Things were downright dreadful, as they tend to be when DMC is not on the field. He is as unique among his teammates for his ability to break the long run and catch the long pass downfield as he is for the inability to stay intact.
"He's got such great speed; that and his vision set him apart," Olson said.
"From a run-game standpoint, he's kind of got the ability to hit the home run ball," coach Dennis Allen said. "Our other runners are a little bit more physical type runners, whereas Darren's got a little bit more burst to break off the long run."
Yes, he has -- but mostly before this season. McFadden's numbers thus far in 2013, aside from the team's lone win over woeful Jacksonville, have been underwhelming.
The present is not very encouraging, and the past is a moving collage of dazzling runs and painful absences. This is DMC's sixth season in Oakland and he has yet to play a full schedule, having been consistently sidelined by various lower body ailments.
With injuries to his toe (2008, three games), his knee ('09, four games), his hamstring/toe ('10, three games), his foot ('11, nine games) and his ankle ('12, four games), McFadden had missed 23 of 80 games entering 2013.
And now he's back in the trainer's room. He hates it, hates being unable to play. And he detests the label that he's physically fragile.
But the label sticks for a reason. The numbers don't lie. And there is no reason to expect them to change, even if McFadden is only 26.
That's why the Raiders have to consider throwing up their hands. DMC is in the final year of his $60 million rookie contract. He'll get a new deal somewhere, but general manager Reggie McKenzie is being very judicious in sketching out the future.
The smart money says the Raiders won't offer McFadden premium money and most likely will allow him to test the market. And if he recovers and returns before the Oct. 29 trade deadline, it's not inconceivable that the Raiders shop him.

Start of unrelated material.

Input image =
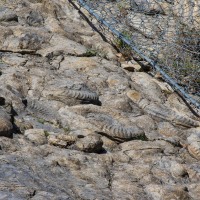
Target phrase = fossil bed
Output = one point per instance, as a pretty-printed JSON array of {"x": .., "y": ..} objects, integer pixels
[{"x": 78, "y": 124}]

McKenzie has told me many times before that he believes running backs can be found in any draft, that only Hall of Fame caliber runners are worthy of long-term commitment. Left unsaid -- but implicit -- was that most backs are replaceable and even the exceptional ones must also be durable.
McFadden clearly flunks the durability test.
He was, with good reason, Oakland's preseason MVP. He's the only man on the offensive unit to ever be ranked among the NFL Network's coveted Top 100, listed at No. 60 last season.
But McFadden is one of the league's notable hypothetical figures: If he can stay healthy for a full season, Oakland has a chance to sustain its offense.
So here the Raiders are, once again, facing the annual expected heartbreak. If the days are getting shorter and the leaves are turning brown and the air is starting to cool, McFadden will set up camp in the trainer's room.
It's tradition, with no reason to expect change.